Kane is one of eight Hawks that remain from the Cup-winning team and who played in Game 6. All are looking forward to returning to play the Flyers in Philadelphia.

“It’s been a long time,” center Jonathan Toews said. “Just being back in that locker room, we’ll have some old stories that we can tell. There’s so many special moments.”

But for Kane, it might mean a little more. His goal definitely remains the pinnacle of his still young and promising career, and it’s a lasting scene in the minds of all Hawks fans.

“It’s hard to forget something like that,” Kane said. “It’s something that goes down in history and something you can never take away from someone.”

Looking at this season ­— one in which the Hawks have a good chance of being champions again —Kane also hopes the memories that come rushing back to him when he walks into the Flyers’ Wells Fargo Center (formerly Wachovia Center) will help ignite him offensively.

Fair or not, no Hawk takes more heat for his lack of offensive production than Kane. With two goals in his last 12 games and 36 points in 39 games, Kane has been approached incessantly about his struggles the last two weeks.

Kane still leads the Hawks with 27 assists, which were the eighth most in the league as of Wednesday. But he’s trying not to stress about his lack of goals.

“When the pucks aren’t going in, you just have to work harder and eventually you get a funny bounce,” Toews said. “It’s a weird thing, but a lot of confidence will just come rushing back. It’s not all about scoring, but [Kane will] find a way to get it back.”

But really, this is nothing new for Kane. He has experienced similar dry spells every season since he’s arrived in the NHL. Then at the end of each season, Kane either leads the Hawks in points or is close to it.

At 23, he’s a proven point-per-game player.

“You always try to be better than that,” Kane said. “I thought I was going to come in and have a big year. I thought I started out that way and for whatever reason it kind of faded off. You try work to get back to where you were at the start of the season. Hopefully, it doesn’t take a lot of time. I’ll just take it one game at a time and try to keep ­playing good.”

This season has felt different than others for Kane.

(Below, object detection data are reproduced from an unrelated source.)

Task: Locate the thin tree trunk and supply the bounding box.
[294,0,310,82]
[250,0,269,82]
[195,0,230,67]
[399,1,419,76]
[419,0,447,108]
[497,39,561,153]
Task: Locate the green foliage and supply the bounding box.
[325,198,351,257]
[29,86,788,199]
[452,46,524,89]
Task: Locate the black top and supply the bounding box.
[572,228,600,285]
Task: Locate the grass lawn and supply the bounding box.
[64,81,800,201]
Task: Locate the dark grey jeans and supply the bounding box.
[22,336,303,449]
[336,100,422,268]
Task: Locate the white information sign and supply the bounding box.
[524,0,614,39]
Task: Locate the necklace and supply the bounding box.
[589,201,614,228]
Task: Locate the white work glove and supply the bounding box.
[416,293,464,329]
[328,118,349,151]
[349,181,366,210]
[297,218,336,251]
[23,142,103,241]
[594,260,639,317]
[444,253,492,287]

He underwent wrist surgery ­before training camp. He was then moved to center for the first 25 games of the season, before going back to his natural right wing for 12 games and then shifted back to center.

“It was just a couple different things that haven’t really worked out,” Kane said. “But there’s no need to make excuses. I’m playing with good players on both sides of the puck as far as defense, offense and power play. I just have to pick it up myself.”

Once he does, the Hawks will be much better off, especially as they adjust with so many young players in their lineup because of injuries. There is no reason to think that Kane won’t.

Coach Joel Quenneville dropped Kane to the second power-play unit for Thursday’s game. Kane saw it as a wake-up call.

“Everybody wants to score, ­especially top guys and guys that are known to score,” Quenneville said. “Getting one will certainly help his confidence around that scoring area.”

Maybe, checking out the left ­circle in Philadelphia will help.

“That’s what I’m hoping,” Kane said. “Hopefully, I’ll relive some ­moments there. Hopefully, it brings me some success again. I had some nice games in that rink and a lot of fun there, too.”